Hi Dario,
On Thu, Dec 11, 2014 at 04:11:49PM -0800, Dario Taraborelli wrote:
I am kicking off this thread [...]
Thanks!
However, there are types of data quality issues that we only discover when collecting data at scale and in the wild (on browsers/platforms that we don’t necessarily test for internally).
Full ACK.
However, that sounds like we're only talking about schemas where the collection code got tested using Vagrant or beta, and is known to work on the relevant portion of the traffic.
And since you say that it's on browsers/platforms that we don't necessarily test for internally, I assume we're actually talking only about a small fraction of the traffic.
I assume that scope for the rest of the reply.
is there a way to inspect invalid events in near real time without having access to vanadium?
* Urgent, ad-hoc needs
For urgent, ad-hoc needs, (which should happen really seldom, given the scope), ping us in IRC in #wikimedia-analytics. At least qchris, milimetric, and nuria should be able to ssh into vanadium and can take a look right away.
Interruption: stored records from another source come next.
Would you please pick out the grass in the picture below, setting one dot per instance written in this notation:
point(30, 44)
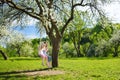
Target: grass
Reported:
point(75, 69)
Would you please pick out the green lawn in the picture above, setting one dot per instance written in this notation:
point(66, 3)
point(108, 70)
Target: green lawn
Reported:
point(74, 68)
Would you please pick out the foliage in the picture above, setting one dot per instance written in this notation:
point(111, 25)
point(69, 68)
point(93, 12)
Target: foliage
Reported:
point(69, 49)
point(115, 43)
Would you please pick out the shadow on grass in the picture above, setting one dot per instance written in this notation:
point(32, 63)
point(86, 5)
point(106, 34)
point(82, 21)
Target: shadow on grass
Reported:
point(18, 73)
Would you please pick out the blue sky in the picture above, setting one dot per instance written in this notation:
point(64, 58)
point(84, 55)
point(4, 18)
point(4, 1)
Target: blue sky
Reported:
point(112, 11)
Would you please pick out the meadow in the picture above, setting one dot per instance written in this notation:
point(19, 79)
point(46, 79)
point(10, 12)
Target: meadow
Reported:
point(72, 69)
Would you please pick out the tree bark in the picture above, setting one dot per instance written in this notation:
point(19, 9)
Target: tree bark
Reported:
point(55, 50)
point(116, 52)
point(4, 55)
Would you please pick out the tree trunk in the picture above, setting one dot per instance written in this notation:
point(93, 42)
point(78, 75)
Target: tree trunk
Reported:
point(4, 55)
point(55, 50)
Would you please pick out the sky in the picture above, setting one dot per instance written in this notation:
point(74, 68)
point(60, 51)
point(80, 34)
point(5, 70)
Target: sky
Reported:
point(111, 10)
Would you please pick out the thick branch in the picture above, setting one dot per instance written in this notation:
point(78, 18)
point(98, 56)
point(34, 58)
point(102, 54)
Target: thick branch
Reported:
point(13, 5)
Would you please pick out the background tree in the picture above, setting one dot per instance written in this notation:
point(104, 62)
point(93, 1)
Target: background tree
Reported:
point(51, 14)
point(115, 43)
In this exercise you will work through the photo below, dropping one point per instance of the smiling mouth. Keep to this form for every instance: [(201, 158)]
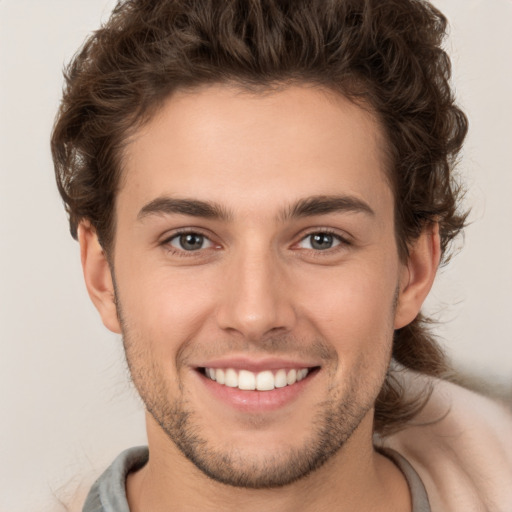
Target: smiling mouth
[(266, 380)]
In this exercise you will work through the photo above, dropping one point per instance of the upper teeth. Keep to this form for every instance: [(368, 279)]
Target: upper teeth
[(262, 381)]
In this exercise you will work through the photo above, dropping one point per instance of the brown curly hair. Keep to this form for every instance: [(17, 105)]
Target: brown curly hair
[(385, 55)]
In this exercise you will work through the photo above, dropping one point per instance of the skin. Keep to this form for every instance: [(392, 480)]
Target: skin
[(256, 289)]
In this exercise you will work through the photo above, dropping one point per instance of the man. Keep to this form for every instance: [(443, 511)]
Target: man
[(263, 191)]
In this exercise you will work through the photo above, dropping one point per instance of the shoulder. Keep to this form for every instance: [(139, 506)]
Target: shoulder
[(461, 445)]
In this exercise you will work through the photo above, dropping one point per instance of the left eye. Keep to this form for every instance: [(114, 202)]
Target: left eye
[(319, 241), (190, 242)]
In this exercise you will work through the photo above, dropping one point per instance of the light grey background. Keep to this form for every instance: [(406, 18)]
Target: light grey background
[(66, 405)]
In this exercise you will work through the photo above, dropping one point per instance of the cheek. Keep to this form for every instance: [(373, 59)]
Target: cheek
[(164, 307), (353, 307)]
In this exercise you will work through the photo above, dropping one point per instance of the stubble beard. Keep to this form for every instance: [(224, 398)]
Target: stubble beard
[(334, 421)]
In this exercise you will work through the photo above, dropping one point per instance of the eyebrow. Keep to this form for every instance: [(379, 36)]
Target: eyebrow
[(192, 207), (323, 205), (307, 207)]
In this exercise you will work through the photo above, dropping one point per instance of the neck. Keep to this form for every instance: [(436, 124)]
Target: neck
[(355, 478)]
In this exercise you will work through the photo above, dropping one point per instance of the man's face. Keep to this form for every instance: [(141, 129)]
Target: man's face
[(255, 245)]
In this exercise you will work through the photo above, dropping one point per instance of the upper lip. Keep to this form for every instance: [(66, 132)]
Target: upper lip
[(256, 364)]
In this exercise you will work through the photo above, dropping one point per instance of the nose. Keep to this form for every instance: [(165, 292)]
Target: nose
[(255, 297)]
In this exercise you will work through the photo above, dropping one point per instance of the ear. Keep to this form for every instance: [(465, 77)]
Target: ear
[(418, 275), (98, 277)]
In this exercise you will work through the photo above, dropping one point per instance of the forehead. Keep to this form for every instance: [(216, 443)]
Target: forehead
[(250, 150)]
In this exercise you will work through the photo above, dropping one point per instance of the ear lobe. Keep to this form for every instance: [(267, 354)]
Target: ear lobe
[(97, 275), (418, 275)]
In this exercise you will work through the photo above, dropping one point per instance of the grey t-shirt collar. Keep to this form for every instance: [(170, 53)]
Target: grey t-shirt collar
[(108, 494)]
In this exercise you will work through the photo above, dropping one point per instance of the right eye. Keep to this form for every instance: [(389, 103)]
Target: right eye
[(189, 242)]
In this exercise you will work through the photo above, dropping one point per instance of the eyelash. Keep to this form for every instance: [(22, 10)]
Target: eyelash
[(166, 243), (343, 243)]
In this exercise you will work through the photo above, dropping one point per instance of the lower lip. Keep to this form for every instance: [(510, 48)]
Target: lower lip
[(257, 401)]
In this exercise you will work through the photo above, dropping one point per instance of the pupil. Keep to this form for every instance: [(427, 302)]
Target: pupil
[(191, 242), (321, 241)]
If none of them are around, Ops of course have access to the relevant files on vanadium [1]. And since we're in the case of urgent, ad-hoc needs, I am sure they'd help out.
* Not so urgent needs
For not so urgent needs, since it's only a small fraction of the traffic, I am not sure real-time need is worth it.
Sure it would be nice to provide near real-time access to those files, but we should also get the cluster into a more reliable state, implement UDFs for researches to make their lives easier, and get the data-warehouse up and running ;-)
But I see that meanwhile a Phabricator task got added, and I guess I am alone with my judgement :-)
Have fun, Christian
[1] Either
/srv/log/eventlogging/client-side-events.log
or
/srv/log/eventlogging/server-side-events.log
depending on the kind of event you're looking for.